Assistant Principal Jessica Kane used online learning platform SchoolsPLP to organize courses and set up attendance and grade trackers at the high school. This helped the teachers engage students where they needed it most, and they were also able to communicate with parents through SchoolsPLP.

TJ Buckley was the high school’s supervisor, and he made rounds in each high school class. According to him, behavior issues were minimal, and classrooms were seen as quiet places to work where teachers were available to help.

“Very successful, and the teachers have been very organized,” Buckley said. “The students have been working hard. We had a number of passed courses, so our percentages for pass rates were really high.”

According to Buckley, every student that completed their course passed. However, there were nine who withdrew from their courses, mostly due to timing concerns. Summer school courses were divided into “A” and “B” courses, and if a student took three weeks to finish part A, Buckley said they would withdraw the student so the time constraint wouldn’t cause a failure to part B.

Fountain Hills High School passed 59 courses and helped many students get closer to graduating this summer. Over the last three years, Fountain Hills has been an outlier in the state in that area. It has seen improved graduation rates whereas the state average has declined.

FHHS has had an above average graduation rate for years. According to the Arizona Department of Education Accountability and Research Data, FHHS had a 92.9% graduation rate in 2010, while the state average was 75.4%. In 2019, FHHS was down to 88.49% and Arizona was up to 79.2%.

The COVID-19 pandemic didn’t begin until late in the 2019-2020 school year, but Arizona’s average graduation rate dropped to 78.19% in 2020. The state average then dropped to 75.71% in the 2021. Those same years, the graduation rate at FHHS rose to 92.1% and 92.44%, respectively.

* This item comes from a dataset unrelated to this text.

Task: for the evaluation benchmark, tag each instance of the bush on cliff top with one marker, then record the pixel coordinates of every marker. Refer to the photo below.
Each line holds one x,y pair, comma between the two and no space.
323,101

“There’s kids who are kind of behind, and they just need a little bit of help, a little boost,” Kane said. “I think that COVID year really messed some kids up in regard to being able to stay on top of things, being motivated to get it done. This year was a hard transition back to everything truly being full-on school again and some students really struggled with that aspect.”

The Arizona Department of Education has not published data for the class of 2022 yet, but the staff at Fountain Hills hope their efforts will retain student interest beyond this summer. Kane said completing summer school can be a positive experience for students, and she woke up to a student email on the last day of school sharing how happy the student was to knock some graduate requirements off their check list.

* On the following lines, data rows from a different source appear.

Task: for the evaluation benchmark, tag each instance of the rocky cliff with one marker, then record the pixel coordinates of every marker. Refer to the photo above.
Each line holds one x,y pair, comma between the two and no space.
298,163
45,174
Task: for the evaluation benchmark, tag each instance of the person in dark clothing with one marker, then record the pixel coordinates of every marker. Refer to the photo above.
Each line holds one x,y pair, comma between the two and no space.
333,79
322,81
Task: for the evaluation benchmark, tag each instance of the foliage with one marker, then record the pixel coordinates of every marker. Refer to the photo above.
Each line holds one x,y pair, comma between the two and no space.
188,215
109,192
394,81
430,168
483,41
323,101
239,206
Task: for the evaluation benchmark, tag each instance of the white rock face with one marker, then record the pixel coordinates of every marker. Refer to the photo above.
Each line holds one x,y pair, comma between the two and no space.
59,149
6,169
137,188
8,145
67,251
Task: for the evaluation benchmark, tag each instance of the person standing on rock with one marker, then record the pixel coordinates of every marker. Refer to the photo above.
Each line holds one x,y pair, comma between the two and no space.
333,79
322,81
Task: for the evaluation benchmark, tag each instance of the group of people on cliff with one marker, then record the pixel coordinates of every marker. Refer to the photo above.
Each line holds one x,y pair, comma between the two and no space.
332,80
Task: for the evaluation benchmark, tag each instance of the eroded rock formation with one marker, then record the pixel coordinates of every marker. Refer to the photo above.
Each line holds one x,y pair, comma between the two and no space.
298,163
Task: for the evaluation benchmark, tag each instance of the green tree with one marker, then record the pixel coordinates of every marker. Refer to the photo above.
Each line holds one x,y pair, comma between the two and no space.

“Some of our students have quite a hole to get out of, as far as making sure they get the credits they need by graduation,” Buckley said. “I think we’ll see a little more engagement at the beginning of next year, because some of those hills aren't as insurmountable as they probably seem to students. Of course, we’re going to have to wait and see for that evidence, but that’s something we hope to see.”

Arizona has one of the worst high school graduation rates in the country, and it had the worst graduation rate in the country in the 2019-2020 academic year, according to USnews.com. The average graduation rate that year was 88.6%, but the staff at Fountain Hills can only keep their attention on their own students and keep focusing on making FHUSD an above average school district not just in Arizona, but in the country as well.